Combien ça coûte des marqueurs ?

lundi 3 novembre 2008

Chaque année la campagne octobre rose se donne pour objectif de sensibiliser au cancer du sein...
Dans le cadre de celle-ci Lilou témoigne

Chaque fois qu’on lance des campagnes qui ont comme objectif de sauver des vies humaines, on ne peut dire que « Bravo ! » aux initiateurs, car une vie n’est pas une marchandise, une vie on n’en a qu’une, une vie détruite c’est non seulement un individu qui disparaît mais c’est aussi une famille déstabilisée.
Donc cette mobilisation pour l’information, le dépistage et la prévention est fondamentale.

Oui, plus le cancer est diagnostiqué tôt, plus les chances de vie sont grandes, cela ne fait l’ombre d’aucun doute . Merci à tous les médecins et chercheurs qui mettent en œuvre toutes leurs compétences dans la lutte contre cette maladie sournoise qui, apparemment, est en augmentation et en évolution.
Mais après le diagnostic et la découverte, restent la prise en charge et le suivi.

C’est par rapport à ce suivi que témoigner s’est imposé à moi à la fois comme une évidence et un devoir moral.
Je considère comme une chance d’être là aujourd’hui et cette chance je veux que d’autres l’aient aussi : le mot « chance » je ne l’utilise pas au hasard, car dans ce cas précis, j’ai eu le sentiment de l’avoir saisie par les cheveux…

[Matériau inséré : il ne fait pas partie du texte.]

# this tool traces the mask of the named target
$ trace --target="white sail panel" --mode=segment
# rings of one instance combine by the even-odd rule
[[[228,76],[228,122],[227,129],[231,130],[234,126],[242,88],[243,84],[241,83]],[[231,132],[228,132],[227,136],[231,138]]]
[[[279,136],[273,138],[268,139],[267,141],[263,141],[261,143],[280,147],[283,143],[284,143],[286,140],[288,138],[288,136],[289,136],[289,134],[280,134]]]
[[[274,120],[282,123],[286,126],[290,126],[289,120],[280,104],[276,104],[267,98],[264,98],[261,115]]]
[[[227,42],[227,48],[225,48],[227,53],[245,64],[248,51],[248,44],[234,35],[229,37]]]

Je m’explique : il y a 5 ans, grâce à une mammographie de dépistage, le diagnostic tombe : cancer du sein, mais celui dont la forme est la plus facile à soigner et la moins traumatisante : pas hormono-dépendant, pas invasif ; on ne parle pas d’ailleurs de « maladie ». Dans ce cas-là, on enlève la tumeur, on effectue une radiothérapie sans chimio ; c’est aussi celui où il y a le moins de probabilités de récidive après 5 ans.
Un suivi régulier, selon un protocole bien établi, et le soulagement chaque année quand on vous dit : « tout est parfait , à l’année prochaine. »

Sauf qu’en janvier 2008, ma fille, visiteuse médicale en gynécologie, me dit : « Tu devrais faire les marqueurs, on ne les a pas faits depuis l’opération » . Sur ses conseils insistants, j’en parle à mon médecin qui me répond : « Dans ton cas ça ne s’impose pas, mais si tu y tiens… »
Et là on se rend compte d’une légère augmentation ; à contrôler sur 3 mois ; l’augmentation se poursuit et en juin commencent des recherches plus approfondies pour essayer de comprendre ce qui se passe malgré l’absence de signes cliniques, à part 2 ganglions « qui roulent » sous l’aisselle à l’opposé du sein opéré et une très légère douleur au sternum quand je boucle la ceinture de sécurité de ma voiture.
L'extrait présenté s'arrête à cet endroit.